Feature Engineering

Feature Engineering is one of the most important topic for Machine learning enthusiats

Numerical Imputation :
- Replace missing values with mean or median of rest of columns . Not very accurate and cannot be used in categorical features.
- SMOTE (Synthetic Minority over sampling technique) : Use of KNN to artificaially generate new samples of minority class using nearest neighbor.
Categorical Imputation : Use Deep learning for categorical data or Hamming list.
Random sample imputation
Best way is to “Get more Training Data”

Lets understand variance and standard deviation

Example:

Given Set = {1,4,5,4,8}

Lets find out Standard deviation

Standard deviation = sqrt(variance) = sqrt(5.04) = 2.24

If we take 4.4 +- 2.4 which is (2,6.8)

Clearly from the given set {1,4,5,4,8} - 1 and 8 are outliers

Random Cut Forrest can be utilized to detect Outliers

Apply some function to a feature to make better suited for training.

For example : Youtube recommendation represent as say “x” - we calculate sqrt(x) and x^2. In that way, we learn on super and sub linear function.

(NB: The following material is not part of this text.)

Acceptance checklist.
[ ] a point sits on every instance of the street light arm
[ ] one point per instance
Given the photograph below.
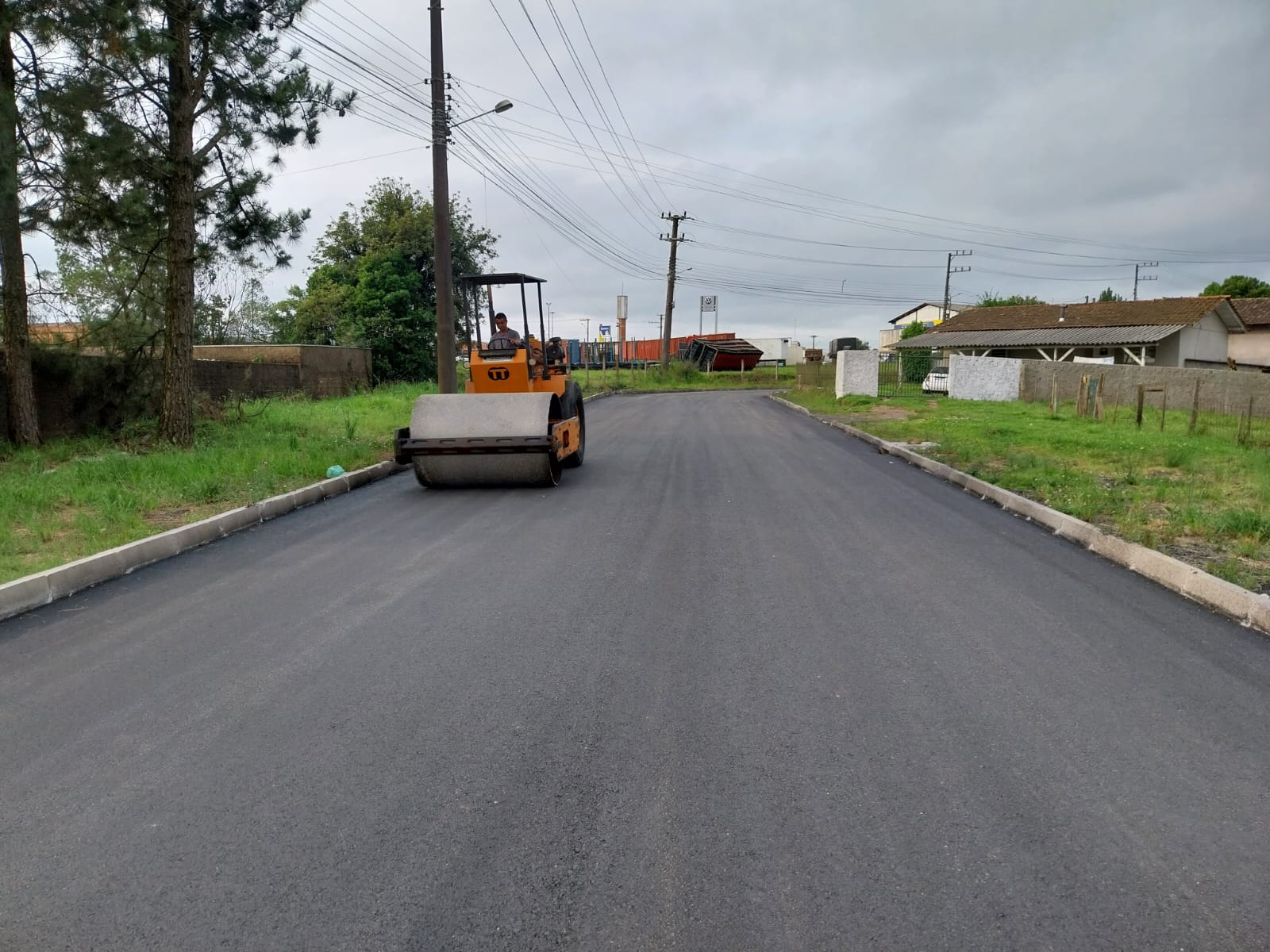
(501, 108)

More specific “One-Hot Encoding”
Create buckets for categories (1 or 0)
Binary values express the relationship between grouped and encoded column.
Common in Deep learning where categories are represented by individual opposite neurons

Most neural nets prefer features data to be normally distributed around 0
For example : Modelling age and income is wrong choice. As income value will be much higher than age. In this case , standardization is required.
In sckit-learn - we generally use “MinMaxScaler”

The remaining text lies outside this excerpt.